They have changed my pitch now to 86.

You may as well talk Chinese, to me talking Star Wars stuff, never watched that type of film in my life!!!

Smokin Monkey


----------



## wade (Oct 17, 2014)

Smokin Monkey said:


> You may as well talk Chinese, to me talking Star Wars stuff, never watched that type of film in my life!!!


Really! and I thought you were such a learned scholar. Oh well there is still time to see the light...


----------



## jockaneezer (Oct 19, 2014)

Just had an email from Woodhall site saying they've moved everyone's pitches along a bit ? Not sure what that's about unless they don't want Danny's 'baccy chewing killing off some more grass


----------



## kc5tpy (Oct 20, 2014)

Hello.  After the fly over from the Spitfire and Lancasters I arranged last time; when I threatened them with the U.S. Marine Corps they backed off and gave my pitch back!  










   






   
	

	
	
		
		



		
		
	


	





I got an e-mail saying I was back where I originally booked.  They were thinking of taking 81, 82 and 83 for permanent pitches but have changed their mind.  If unsure please send them an e-mail to confirm what pitch you have.

Danny


----------



## wade (Oct 20, 2014)

jockaneezer said:


> Just had an email from Woodhall site saying they've moved everyone's pitches along a bit ? Not sure what that's about unless they don't want Danny's 'baccy chewing killing off some more grass


Why do you think that some of us booked onto a completely different field? The tobacco spray can't reach that far...


----------



## kc5tpy (Oct 20, 2014)

Most of you U.K. folks haven't met any true dumb ole rednecks.  Well now you can say you actually know one.  Like the dinosaur thankfully we are reaching the end of our time.  I KNOW!  I KNOW!  Horrible nasty habit I picked up when I was about 13-14 years old working on the ranches back in South Texas.  Well, you know when you are an impressionable young whippersnapper and all the old men are at it, well you just figure that's the thing to do.  I wish I had back all the money I have spent over the years.  That was back before folks really became educated about tobacco ( NO EXCUSES )  Although it is a VERY nasty habit, it was a very practical use of tobacco for the times and circumstances.  Many U.K. folks I know don't actually know about my nasty habit.  I try to keep it hidden as I know it can put folks off.  Most folks I work with don't know.  It's only if you spend a long period of  time outside with me that it becomes too difficult to hide; as in the case of the meet.  I won't say I'll change but I do sincerely apologise if I upset anyone and will try harder next time to keep it hidden..

Danny


----------



## wade (Oct 20, 2014)

Danny - after our meeting I was mentally scarred for life.

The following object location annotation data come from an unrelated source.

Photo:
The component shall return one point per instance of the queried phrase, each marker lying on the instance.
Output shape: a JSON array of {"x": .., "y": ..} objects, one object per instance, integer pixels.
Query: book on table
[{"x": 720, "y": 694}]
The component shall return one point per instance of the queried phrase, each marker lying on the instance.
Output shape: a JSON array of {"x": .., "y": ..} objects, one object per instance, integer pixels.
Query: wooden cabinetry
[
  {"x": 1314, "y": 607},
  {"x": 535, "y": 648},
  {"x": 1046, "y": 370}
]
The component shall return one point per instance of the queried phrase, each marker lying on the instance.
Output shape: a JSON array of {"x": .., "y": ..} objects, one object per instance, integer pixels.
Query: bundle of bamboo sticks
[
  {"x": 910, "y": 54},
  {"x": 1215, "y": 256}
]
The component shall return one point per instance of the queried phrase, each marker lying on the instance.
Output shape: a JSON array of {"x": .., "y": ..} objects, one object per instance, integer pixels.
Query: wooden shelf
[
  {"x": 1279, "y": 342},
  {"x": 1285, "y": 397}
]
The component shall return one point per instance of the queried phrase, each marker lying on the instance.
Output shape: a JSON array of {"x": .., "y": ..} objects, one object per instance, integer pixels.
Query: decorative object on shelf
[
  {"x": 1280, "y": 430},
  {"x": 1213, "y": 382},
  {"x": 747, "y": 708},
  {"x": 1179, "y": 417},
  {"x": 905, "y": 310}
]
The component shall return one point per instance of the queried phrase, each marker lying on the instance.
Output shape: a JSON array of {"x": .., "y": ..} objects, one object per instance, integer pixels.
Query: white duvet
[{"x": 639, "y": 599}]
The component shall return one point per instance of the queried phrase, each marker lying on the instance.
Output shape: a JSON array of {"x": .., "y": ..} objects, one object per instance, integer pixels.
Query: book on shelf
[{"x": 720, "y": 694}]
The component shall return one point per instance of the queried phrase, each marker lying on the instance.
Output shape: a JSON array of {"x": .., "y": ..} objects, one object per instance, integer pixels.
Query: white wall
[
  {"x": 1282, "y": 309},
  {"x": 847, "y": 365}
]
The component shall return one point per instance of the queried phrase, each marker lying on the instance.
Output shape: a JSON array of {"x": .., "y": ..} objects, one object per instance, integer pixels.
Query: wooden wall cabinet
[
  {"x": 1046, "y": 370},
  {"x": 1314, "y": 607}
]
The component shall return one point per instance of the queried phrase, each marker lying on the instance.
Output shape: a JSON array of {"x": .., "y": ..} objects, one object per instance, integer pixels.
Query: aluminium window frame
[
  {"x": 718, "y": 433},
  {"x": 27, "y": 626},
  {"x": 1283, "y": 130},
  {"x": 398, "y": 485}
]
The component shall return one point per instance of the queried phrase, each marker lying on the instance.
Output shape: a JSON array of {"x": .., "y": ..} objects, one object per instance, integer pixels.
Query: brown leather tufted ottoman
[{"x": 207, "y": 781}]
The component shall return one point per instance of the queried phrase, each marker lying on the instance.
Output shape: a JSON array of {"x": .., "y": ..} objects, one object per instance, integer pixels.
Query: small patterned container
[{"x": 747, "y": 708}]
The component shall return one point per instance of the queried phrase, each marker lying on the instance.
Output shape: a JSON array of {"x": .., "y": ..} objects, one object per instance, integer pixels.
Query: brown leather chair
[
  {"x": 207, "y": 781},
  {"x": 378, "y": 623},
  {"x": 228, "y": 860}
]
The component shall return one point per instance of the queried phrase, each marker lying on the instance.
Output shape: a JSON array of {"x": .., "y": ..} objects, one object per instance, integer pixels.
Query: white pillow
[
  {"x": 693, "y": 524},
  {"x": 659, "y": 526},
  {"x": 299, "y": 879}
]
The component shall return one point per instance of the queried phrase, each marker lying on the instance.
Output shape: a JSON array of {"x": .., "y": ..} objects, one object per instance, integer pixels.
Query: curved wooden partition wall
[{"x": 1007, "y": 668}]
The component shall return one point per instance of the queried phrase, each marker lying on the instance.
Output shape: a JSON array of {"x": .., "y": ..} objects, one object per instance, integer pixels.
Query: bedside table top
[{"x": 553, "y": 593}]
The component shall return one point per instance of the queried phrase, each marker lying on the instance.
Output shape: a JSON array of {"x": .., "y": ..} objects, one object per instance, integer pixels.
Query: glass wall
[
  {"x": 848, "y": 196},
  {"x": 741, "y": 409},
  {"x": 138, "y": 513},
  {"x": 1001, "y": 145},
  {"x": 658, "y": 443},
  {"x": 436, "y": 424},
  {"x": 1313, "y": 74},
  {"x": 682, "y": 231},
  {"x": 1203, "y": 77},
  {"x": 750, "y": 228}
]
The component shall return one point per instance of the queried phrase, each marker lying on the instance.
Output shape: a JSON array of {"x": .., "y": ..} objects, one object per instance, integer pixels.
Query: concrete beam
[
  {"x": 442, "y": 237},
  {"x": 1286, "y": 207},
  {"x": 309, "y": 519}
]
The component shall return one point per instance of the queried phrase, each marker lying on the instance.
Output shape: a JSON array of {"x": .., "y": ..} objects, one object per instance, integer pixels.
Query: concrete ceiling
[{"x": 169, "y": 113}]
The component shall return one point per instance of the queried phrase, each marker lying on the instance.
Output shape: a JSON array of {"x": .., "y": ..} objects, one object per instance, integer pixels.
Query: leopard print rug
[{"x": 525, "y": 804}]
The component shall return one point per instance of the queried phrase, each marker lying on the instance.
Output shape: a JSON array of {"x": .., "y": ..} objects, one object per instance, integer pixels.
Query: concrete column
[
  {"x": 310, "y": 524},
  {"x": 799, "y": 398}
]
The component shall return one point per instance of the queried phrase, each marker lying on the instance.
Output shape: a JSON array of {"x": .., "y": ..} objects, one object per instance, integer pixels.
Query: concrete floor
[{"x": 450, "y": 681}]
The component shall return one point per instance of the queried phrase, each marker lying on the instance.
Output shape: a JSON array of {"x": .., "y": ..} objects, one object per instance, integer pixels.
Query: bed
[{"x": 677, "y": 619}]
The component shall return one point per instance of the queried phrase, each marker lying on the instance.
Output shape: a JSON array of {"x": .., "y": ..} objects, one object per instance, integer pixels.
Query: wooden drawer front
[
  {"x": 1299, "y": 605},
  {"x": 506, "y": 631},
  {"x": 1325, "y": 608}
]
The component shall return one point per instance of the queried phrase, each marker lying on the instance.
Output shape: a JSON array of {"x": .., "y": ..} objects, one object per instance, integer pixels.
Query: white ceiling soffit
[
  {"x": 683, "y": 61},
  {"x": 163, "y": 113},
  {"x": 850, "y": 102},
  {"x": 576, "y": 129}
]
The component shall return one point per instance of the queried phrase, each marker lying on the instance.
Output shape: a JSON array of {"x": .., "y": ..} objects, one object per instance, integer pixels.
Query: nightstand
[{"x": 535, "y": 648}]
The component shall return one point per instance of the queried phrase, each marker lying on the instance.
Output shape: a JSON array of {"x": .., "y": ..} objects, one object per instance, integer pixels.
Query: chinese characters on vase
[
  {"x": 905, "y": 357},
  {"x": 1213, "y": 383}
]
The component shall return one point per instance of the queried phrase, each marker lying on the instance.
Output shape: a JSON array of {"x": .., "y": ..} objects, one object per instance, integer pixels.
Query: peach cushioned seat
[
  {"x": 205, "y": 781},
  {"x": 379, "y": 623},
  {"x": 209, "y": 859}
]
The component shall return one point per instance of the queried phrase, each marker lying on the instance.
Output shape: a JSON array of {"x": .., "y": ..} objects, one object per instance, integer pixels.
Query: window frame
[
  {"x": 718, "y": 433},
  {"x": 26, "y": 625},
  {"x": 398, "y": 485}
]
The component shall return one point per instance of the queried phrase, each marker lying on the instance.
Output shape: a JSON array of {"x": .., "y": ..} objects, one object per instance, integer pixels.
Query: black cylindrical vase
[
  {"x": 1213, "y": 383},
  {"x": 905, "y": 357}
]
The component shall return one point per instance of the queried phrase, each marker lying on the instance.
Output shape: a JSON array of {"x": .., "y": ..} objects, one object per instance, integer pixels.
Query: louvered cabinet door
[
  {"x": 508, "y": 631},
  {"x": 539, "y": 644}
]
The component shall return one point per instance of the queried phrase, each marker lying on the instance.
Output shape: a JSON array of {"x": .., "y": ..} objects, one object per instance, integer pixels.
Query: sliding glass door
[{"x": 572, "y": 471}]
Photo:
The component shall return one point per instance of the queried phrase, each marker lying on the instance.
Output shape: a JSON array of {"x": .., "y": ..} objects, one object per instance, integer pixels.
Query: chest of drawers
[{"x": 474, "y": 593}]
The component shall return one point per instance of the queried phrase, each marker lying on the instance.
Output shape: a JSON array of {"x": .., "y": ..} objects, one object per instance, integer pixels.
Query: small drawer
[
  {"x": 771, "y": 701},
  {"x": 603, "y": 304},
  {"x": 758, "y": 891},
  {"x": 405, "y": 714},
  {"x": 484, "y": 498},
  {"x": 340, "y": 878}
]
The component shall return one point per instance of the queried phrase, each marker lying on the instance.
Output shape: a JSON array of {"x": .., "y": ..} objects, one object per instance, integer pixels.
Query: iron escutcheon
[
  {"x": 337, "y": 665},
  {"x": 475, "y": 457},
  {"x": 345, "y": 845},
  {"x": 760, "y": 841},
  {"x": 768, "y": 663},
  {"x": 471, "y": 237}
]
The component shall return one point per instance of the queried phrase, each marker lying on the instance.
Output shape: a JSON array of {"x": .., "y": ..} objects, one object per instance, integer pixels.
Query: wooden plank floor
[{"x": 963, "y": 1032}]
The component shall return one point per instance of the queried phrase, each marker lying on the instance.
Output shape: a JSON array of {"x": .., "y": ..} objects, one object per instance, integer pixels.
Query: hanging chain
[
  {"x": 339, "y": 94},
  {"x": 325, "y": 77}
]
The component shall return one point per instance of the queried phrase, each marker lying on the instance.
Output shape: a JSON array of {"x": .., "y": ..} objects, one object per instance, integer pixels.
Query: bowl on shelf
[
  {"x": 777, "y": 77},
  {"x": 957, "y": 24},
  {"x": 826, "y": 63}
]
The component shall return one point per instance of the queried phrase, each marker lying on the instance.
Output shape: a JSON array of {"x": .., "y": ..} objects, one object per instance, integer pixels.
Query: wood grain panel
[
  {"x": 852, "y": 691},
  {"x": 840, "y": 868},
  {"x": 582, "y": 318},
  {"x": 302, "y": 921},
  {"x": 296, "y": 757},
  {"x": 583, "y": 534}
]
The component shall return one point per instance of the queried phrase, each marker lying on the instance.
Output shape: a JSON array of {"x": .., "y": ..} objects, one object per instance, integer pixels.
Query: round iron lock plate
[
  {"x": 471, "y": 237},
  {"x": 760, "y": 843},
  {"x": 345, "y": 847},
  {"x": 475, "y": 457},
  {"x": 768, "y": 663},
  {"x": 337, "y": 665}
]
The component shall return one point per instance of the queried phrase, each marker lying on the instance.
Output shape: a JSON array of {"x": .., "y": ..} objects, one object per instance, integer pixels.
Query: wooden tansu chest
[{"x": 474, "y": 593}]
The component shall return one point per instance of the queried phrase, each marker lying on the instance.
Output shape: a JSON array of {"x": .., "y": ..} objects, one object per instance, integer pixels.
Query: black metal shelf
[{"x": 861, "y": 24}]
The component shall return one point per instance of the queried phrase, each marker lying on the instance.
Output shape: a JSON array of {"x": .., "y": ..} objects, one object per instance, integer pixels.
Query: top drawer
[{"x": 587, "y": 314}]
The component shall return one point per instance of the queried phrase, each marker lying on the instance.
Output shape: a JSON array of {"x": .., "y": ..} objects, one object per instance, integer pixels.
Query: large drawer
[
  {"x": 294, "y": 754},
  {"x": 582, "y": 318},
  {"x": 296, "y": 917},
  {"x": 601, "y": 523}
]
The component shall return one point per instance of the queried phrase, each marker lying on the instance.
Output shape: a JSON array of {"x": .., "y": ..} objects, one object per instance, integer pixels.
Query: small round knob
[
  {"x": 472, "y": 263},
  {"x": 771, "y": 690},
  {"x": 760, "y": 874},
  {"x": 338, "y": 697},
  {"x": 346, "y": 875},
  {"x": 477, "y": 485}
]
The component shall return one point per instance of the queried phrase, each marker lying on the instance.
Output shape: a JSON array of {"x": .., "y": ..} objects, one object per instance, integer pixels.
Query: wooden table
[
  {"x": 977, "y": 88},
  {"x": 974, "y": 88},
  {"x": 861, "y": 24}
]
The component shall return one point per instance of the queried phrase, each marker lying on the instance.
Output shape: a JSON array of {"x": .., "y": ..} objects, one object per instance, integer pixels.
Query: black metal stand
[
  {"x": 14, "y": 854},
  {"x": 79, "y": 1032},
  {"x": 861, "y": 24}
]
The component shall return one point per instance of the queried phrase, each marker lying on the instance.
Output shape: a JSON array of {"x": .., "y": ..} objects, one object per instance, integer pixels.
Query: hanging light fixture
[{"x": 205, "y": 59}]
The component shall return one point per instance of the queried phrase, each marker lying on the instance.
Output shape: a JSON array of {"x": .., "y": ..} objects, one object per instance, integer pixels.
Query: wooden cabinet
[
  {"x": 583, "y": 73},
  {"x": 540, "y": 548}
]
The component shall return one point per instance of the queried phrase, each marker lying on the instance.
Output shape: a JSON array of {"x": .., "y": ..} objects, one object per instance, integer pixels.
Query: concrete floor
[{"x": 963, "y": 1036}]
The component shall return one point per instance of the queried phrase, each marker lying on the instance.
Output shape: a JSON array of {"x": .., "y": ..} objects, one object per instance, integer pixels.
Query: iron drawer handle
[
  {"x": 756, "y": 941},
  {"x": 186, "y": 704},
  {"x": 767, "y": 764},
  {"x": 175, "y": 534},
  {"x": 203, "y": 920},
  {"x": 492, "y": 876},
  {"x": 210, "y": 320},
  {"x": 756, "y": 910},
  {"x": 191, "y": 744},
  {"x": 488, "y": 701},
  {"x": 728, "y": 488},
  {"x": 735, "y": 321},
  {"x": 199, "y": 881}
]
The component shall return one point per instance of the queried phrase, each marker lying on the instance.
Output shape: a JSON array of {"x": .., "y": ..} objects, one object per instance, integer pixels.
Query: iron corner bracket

I have managed to reduce the therapy sessions down now to only one per week so there is  a glimmer of  hope - albeit a very dim one


----------



## smokin monkey (Oct 20, 2014)

Hey Danny, no need to apologise to anybody! we all have our little habits etc.

Smokin Monkey


----------



## kc5tpy (Oct 20, 2014)

Hey Folks.  It was a sincere apology!  If I were one of those touchy, feely type caring persons you might just hurt my feelings!  NAH!!  No chance in that happening!  
	

	
	
		
		



		
		
	


	





Danny


----------



## jockaneezer (Oct 21, 2014)

No need to apologise Danny, no worse than folks chewing gum or whatever. When I was a kid I always envied how well my dad could spit, he could hit the back of the fire from his armchair, gross I know,but brought up in the days when pubs had sawdust on the floor and that's what you did !


----------



## wade (Oct 22, 2014)

Only 282 days to go !


----------



## smokin monkey (Oct 22, 2014)

Wade, how many days till Christmas?

You need something to occupy you mind!

Smokin Monkey


----------



## ewanm77 (Oct 25, 2014)

i'll try and get it booked on Monday and bring a gazebo no Idea what to bring food wise


----------



## smokewood (Oct 25, 2014)

Unfortunately I'm not going to be able to bring my BBQ/Smoker, as it's a beast,  so food wise I will bring something sweet to add a bit of variety if that's OK.  So going off the American BBQ theme I think New York Cheesecake is a good option.  I will just need numbers nearer the time.


----------



## kc5tpy (Oct 25, 2014)

HEY!!! Ewan!!!! Thought you feel off the face of the earth!  Long time no hear buddy.  Glad to have you back.  I may be outta line here but If I may say, And please don't take this the wrong way. We all loved you and your Missus.  You seem to be just a bit shy.  Please don't be!!!!!!!!!   Just jump in here!  You are a VERY fine member of the U.K. Group.  You have many things to contribute.  I am trying to get more input into the Group page.  You have some great skills brother.  Share them with the Group.  It may not be smoking but I am sure there are recipes you have from growing up in Scotland that many of us have no idea about.  This may be a smoking forum but the U.K. Group is not that formal.  If I hear that it has to be them I am finished with the Group and the forum.  I see it as a cooking forum.  Good food is good food and I think we should spread the word.  You may think it is simple cooking but many of us may have never tried some of your dishes.  C'mon mate!  Put it out there.  You are better than you may think!  I tasted that chilli.  Let's see some of those home cooked Scotland meals!  I am interested!  Keep Smokin!

Danny


----------



## smokin monkey (Oct 25, 2014)

Hi Ewan, I agree with Danny you, this is a cooking forum! Just wait till you go out and shoot one of those Haggis, and show Danny what you can do with it.

Smokin Monkey


----------



## ewanm77 (Oct 25, 2014)

ive just been really busy with college recently but will come on more now. as for the haggis that will have to wait till they come into season when they are young all 4 legs are the same length and hard to catch and pluck lol


----------



## wade (Oct 25, 2014)

ewanm77 said:


> i'll try and get it booked on Monday and bring a gazebo no Idea what to bring food wise


Hi Ewan - Your chilli last meet was divine. If you cannot think of something else you would prefer to bring then please do that again. You will certainly have one person going back for seconds if you do


----------



## ewanm77 (Oct 25, 2014)

thanks ill bring that anyway. have you tried the recipy?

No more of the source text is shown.